The Italian champion Vincenzo Nibali rolled into Paris as the race leader, taking a huge Tour de France victory. In what was widely considered one of the wildest Tours in recent memory, Nibali and Team Astana could be a sign of what’s to come in the newer era of pro cycling.
Leaders dropped like flies in this year’s race. Favorites like Chris Froome and Alberto Contador ended up abandoning, as well as the tough break for Andrew Talansky — and of course Mark Cavendish and his heartbreak. The Tour threw everything it had at the riders — rain, injuries and endless crashes. A race that used to be based in strategy was now a contest of survival.
The paradigm of supporting a lead rider with specialists and domestiques is not likely to go anywhere just yet. Sprinters like Marcel Kittel and Andre Greipel will always have a place in the race, and climbers will always bring needed points.
However, Nibali brought something into this Tour that wasn’t usually an issue in the last few races — survival.

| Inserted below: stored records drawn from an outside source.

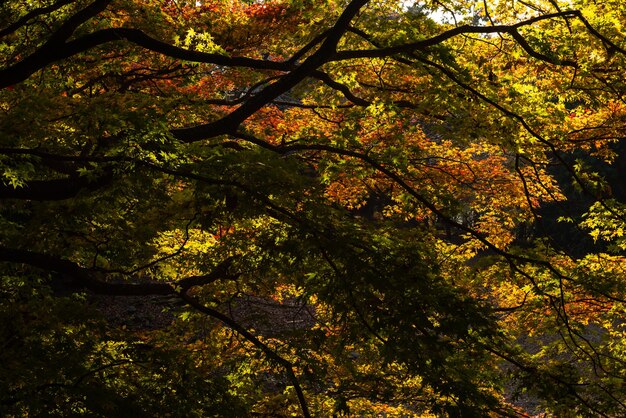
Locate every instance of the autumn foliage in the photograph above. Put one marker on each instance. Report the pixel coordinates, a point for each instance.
(296, 208)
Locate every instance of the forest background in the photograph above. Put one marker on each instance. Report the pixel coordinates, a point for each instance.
(312, 208)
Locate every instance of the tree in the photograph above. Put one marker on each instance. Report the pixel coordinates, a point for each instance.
(398, 177)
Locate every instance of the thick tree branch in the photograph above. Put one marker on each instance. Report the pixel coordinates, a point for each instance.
(96, 281)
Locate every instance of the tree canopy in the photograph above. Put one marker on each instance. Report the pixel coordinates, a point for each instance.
(326, 208)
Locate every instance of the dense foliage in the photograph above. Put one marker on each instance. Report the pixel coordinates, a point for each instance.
(321, 208)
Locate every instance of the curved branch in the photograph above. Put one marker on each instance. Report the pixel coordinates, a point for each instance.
(271, 354)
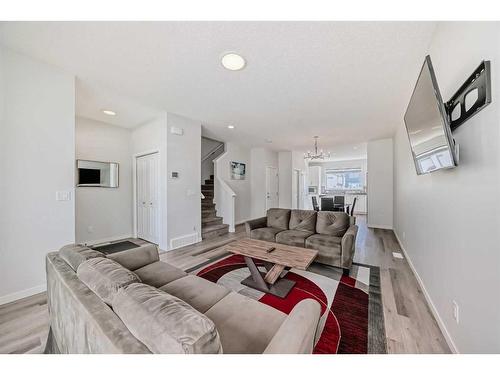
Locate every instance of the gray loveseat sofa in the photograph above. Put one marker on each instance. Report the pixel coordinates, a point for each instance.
(131, 302)
(333, 234)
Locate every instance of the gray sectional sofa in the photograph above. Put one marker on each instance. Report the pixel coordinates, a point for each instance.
(131, 302)
(333, 234)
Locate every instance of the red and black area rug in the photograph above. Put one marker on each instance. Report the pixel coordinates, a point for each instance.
(352, 317)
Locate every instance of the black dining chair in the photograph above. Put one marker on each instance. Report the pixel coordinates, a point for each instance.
(353, 205)
(339, 203)
(327, 204)
(315, 203)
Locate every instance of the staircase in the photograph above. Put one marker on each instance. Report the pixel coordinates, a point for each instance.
(211, 225)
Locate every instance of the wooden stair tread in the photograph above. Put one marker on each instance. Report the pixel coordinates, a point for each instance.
(208, 220)
(211, 228)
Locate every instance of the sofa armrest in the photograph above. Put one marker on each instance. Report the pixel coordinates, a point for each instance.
(297, 333)
(348, 246)
(250, 225)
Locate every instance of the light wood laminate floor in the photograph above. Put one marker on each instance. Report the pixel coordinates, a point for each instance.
(409, 324)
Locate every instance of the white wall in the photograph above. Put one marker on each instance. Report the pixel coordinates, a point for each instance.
(285, 179)
(147, 138)
(242, 188)
(380, 184)
(260, 159)
(298, 163)
(448, 221)
(37, 154)
(184, 192)
(104, 214)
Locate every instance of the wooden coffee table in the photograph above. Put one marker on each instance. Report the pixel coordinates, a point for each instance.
(282, 258)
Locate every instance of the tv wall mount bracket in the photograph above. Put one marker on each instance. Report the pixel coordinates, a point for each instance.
(480, 81)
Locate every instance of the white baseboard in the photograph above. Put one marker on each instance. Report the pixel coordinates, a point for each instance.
(242, 222)
(380, 226)
(107, 239)
(22, 294)
(432, 307)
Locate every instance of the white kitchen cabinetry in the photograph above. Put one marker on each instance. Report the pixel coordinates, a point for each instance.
(360, 207)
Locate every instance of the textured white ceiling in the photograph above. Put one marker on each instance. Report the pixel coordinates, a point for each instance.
(347, 82)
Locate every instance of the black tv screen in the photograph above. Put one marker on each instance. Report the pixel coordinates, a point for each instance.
(427, 124)
(89, 176)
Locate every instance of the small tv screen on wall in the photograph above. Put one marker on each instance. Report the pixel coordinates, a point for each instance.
(89, 176)
(427, 124)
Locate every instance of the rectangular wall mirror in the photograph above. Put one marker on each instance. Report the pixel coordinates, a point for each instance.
(96, 173)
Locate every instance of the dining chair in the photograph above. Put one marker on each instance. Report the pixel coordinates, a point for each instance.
(327, 204)
(339, 203)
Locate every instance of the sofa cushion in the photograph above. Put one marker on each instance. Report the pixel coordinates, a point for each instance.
(278, 218)
(164, 323)
(265, 234)
(137, 257)
(304, 220)
(323, 242)
(75, 255)
(244, 325)
(159, 273)
(105, 277)
(199, 293)
(332, 223)
(293, 237)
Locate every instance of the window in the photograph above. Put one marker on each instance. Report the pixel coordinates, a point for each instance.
(343, 179)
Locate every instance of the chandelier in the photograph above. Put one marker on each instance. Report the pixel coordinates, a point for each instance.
(316, 155)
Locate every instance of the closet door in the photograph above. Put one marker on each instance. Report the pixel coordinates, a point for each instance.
(147, 197)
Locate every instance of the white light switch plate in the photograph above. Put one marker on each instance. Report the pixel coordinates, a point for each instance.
(63, 195)
(177, 131)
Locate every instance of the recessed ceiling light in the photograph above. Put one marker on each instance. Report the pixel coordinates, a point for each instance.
(233, 61)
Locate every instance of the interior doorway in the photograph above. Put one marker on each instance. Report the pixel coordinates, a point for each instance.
(271, 187)
(147, 197)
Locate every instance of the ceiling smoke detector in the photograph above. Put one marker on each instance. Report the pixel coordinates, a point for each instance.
(233, 61)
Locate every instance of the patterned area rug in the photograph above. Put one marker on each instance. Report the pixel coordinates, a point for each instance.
(352, 319)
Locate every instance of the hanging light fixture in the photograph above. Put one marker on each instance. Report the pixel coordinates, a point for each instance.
(316, 155)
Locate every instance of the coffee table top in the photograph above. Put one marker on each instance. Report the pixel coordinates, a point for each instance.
(288, 256)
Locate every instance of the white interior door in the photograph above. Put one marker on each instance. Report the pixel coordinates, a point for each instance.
(271, 187)
(147, 197)
(296, 189)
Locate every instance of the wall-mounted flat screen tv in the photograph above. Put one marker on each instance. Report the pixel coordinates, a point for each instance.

While it’s easy to poo-poo Nibali’s win and say he didn’t have to go up against Contador and Froome — and many people are — he could be signaling a shift in the approach and training philosophy for teams. Consistency is key in any Tour de France, but never like it was for Nibali this year.
In future Tours, it will be interesting to see the roster for teams like Sky and Tinkoff-Saxo. Will they continue putting dominant riders out front with a few support riders as they always have? Or perhaps will they spread the talent across five or six riders with great recovery who are hold-their-own guys that can be last rider standing?
Nibali might not be a fan favorite, but surviving the war of attrition that was this year’s Tour could prompt top UCI teams to take a new approach to choosing rosters.